May we who know Jesus Christ give them an example of what commitment is, of what community is, of what values are, of what mission means, of what faith is about, so that in this community that we call Grace Church Roseville for our own purposes, but in this community of God that He has placed here, others may see that what they are crying for can be found here. That their cry for significance and relevance, their need to belong, can be fulfilled here.

As in any community, there are certain requirements for membership. If you join the Boy Scouts, there are some hoops to jump through. If you belong to Rotary, there are certain requirements before you can join. If you belong to a union, there are some requirements for that, and the same is true of a church. Churches have somewhat different requirements, of course, because of the kind of community that a church is.

But a church like Grace Church requires, first of all, a profession of faith in the Lord Jesus Christ. It does no one good to come into our church and by coming and thinking he becomes a Christian. We become a Christian by trusting in the Savior, and having made that profession of faith in Christ, we then are baptized by immersion to signify our identification with Him. Then we agree with what the church is about, its doctrines, its mission, its values.
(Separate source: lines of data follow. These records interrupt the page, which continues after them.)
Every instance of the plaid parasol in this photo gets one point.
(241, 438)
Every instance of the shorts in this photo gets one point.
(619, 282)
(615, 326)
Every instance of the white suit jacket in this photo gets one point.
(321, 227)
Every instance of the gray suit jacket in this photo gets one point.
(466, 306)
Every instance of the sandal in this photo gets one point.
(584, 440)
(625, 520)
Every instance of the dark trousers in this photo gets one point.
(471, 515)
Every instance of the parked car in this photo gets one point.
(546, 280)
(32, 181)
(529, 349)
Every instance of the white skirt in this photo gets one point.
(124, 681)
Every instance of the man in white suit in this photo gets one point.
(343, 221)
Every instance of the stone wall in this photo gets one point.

And we willingly say, I commit myself to support these with my service, with my finances, with my prayer. I am committing myself to this community. We have nearly 700 people who have made that decision, who have said by their life, I am committed to this community. But there are many others who have not yet done that. And this morning I want to give you an opportunity to make that commitment.

And to say by coming forward at the conclusion of this service on our 12th anniversary, I believe in Grace Church. I believe in what God is doing in this community of believers. I agree with its values, its mission. I agree with its purpose. And today by coming forward I am saying I want to become a member of this community. We have some folks who are prepared to take your names and help you understand the next step to take. But I want to urge you to take the first step today.
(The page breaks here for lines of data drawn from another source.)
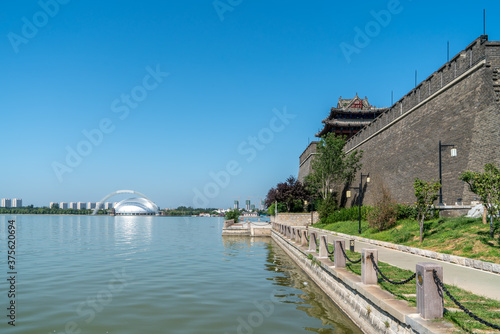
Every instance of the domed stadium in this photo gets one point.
(136, 207)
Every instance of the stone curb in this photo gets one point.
(463, 261)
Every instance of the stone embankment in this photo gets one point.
(248, 228)
(371, 308)
(476, 264)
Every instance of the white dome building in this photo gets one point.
(136, 207)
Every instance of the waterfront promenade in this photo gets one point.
(476, 281)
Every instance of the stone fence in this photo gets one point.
(370, 307)
(476, 264)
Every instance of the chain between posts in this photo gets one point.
(463, 308)
(387, 279)
(315, 240)
(345, 255)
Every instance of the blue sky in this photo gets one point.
(198, 103)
But in addition to that, and beyond that really, you have never made a public profession of your faith in Jesus Christ. If you are not sure you are a Christian, or if you are a Christian who has done that in private, who has made that decision in private, I want to urge you to come today as well. It may or may not be related to church membership. I hope it will be.

But if you have never made a public profession of your faith in Christ, I want to urge you to come this morning in obedience to His Lordship in your life. He calls you to publicly stand with Him. I invite you now to stand with me as we pray together. Now Father, I thank you for who you have called us to be. And in this brief message we have laid out in broad strokes some of that truth.
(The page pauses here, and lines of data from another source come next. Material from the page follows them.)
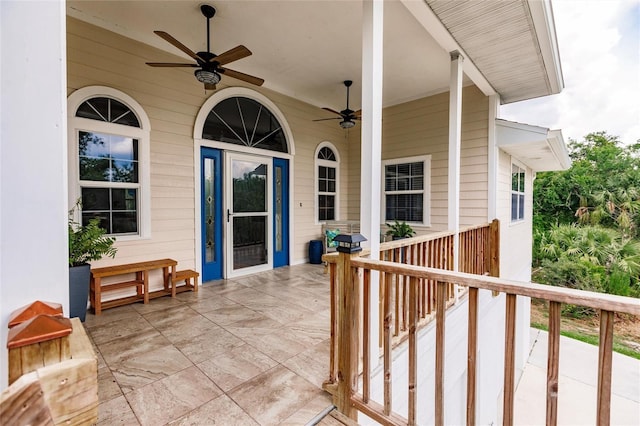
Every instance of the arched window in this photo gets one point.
(243, 121)
(109, 161)
(327, 167)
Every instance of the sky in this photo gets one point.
(599, 42)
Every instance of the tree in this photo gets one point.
(601, 187)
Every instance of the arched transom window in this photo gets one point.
(244, 121)
(110, 135)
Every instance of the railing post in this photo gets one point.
(494, 248)
(348, 322)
There are some friends who are here who I believe the Spirit of God would have respond by saying, I want to belong to that community. And so Father, lead them I pray by your Spirit. And for those who need to come in profession of their faith in Christ, lead them to come by the Holy Spirit. Urge them to make this important step of obedience. For Christ's sake I pray, Amen. We are going to close by singing hymn 460, All the Way My Savior Leads Me.

And as we sing this verse I want to urge you to step out on the very first part of the first verse. Don't wait for anybody else. We want to have you give an opportunity to speak with someone personally and privately about this decision. And so I urge you to come as we sing the very first verse, All the Way My Savior Leads Me. Let Him lead you this morning. And this important decision about community. Let's sing together.